All Products
Search
Document Center

Data Lake Formation:Storage overview

Last Updated:Mar 25, 2026

Storage overview gives you a consolidated view of your data lake's storage health — how much space you're using, which tables and databases are growing fastest, and where you can reduce costs or improve query performance. All metrics reflect the previous day's data (T-1).

The feature covers two analysis areas:

  • Metadata analysis: identify storage trends, find the largest consumers, and spot optimization opportunities across storage class, file distribution, and format

  • Location analysis: track storage and request trends for registered locations, filterable by OSS bucket and time period

Prerequisites

Before you begin, ensure that you have:

  • Object Storage Service (OSS) activated

  • Location hosting completed in DLF — see Location hosting

Activate storage overview

Important

Enabling storage overview writes statistical files to the OSS buckets of your databases. You are charged for the storage of these files. No statistics are generated on the first day — data becomes available the next day.

  1. Log on to the DLF console.

  2. In the left-side navigation pane, click Lake Management > Storage Overview, then click Enable Now.

Metadata analysis

Metadata analysis surfaces storage metrics across all tables and databases registered in DLF. Use it to track overall usage trends, identify the largest consumers of OSS storage, and find optimization opportunities — such as tables with inefficient storage classes or many small files that degrade query performance.

Total resources

Displays the current totals and their monthly and daily changes:

  • Total storage volume: total OSS storage used by tables in metadata management (excludes Hadoop Distributed File System (HDFS) storage)

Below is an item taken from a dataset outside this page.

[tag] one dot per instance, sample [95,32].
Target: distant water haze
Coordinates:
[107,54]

  • Total number of tables: all tables registered in metadata management

  • Total number of databases: all databases registered in metadata management

  • API monthly/daily access volume: API calls for the current calendar month, with daily breakdown

Total resources

Trend changes

Shows time-series graphs for storage volume, table count, database count, and API calls. Select a time segment to focus on a specific period — for example, to see whether a spike in storage coincides with a batch ingestion job.

Trend changes

Table/database storage ranking

Lists tables and databases ranked by OSS storage consumed. Use this to identify which tables are taking up the most space so you can prioritize optimization — for example, by compacting files, changing the storage class, or archiving data that is no longer frequently accessed.

Table/database storage ranking

Storage class distribution

Shows how your OSS storage is distributed across storage classes: standard, IA, archive, and cold archive. Use this view to spot mismatches between access patterns and storage cost — for example, data that hasn't been accessed in months but is still stored in standard class.

Storage class distribution

Storage format distribution

Shows the distribution of storage formats across statistical tables. Use this to check whether tables are using efficient columnar formats for your query workloads.

Storage format distribution

File distribution and rankings of small files

Shows the size distribution of files and ranks tables by their small file count. Tables with many small files increase metadata overhead and slow down query planning. Use this ranking to identify which tables to compact first.

File distribution and rankings of small files

Location analysis

Location analysis shows storage and request trends for locations registered in DLF. Filter by OSS bucket and time segment to drill down into specific data sources.

Location storage trend analysis

Shows how storage volume changes over time for each registered location. Use this to detect sustained growth in specific locations and plan capacity ahead of time.

Location storage trend analysis

Location request trend analysis

Shows request volume trends for each registered location. Use this to correlate request spikes with storage growth or identify locations with unusual access patterns.

Location request trend analysis

Location storage ranking

Ranks registered locations by OSS storage consumed. Use this to identify which locations are the largest consumers and prioritize cost optimization efforts.

Location storage ranking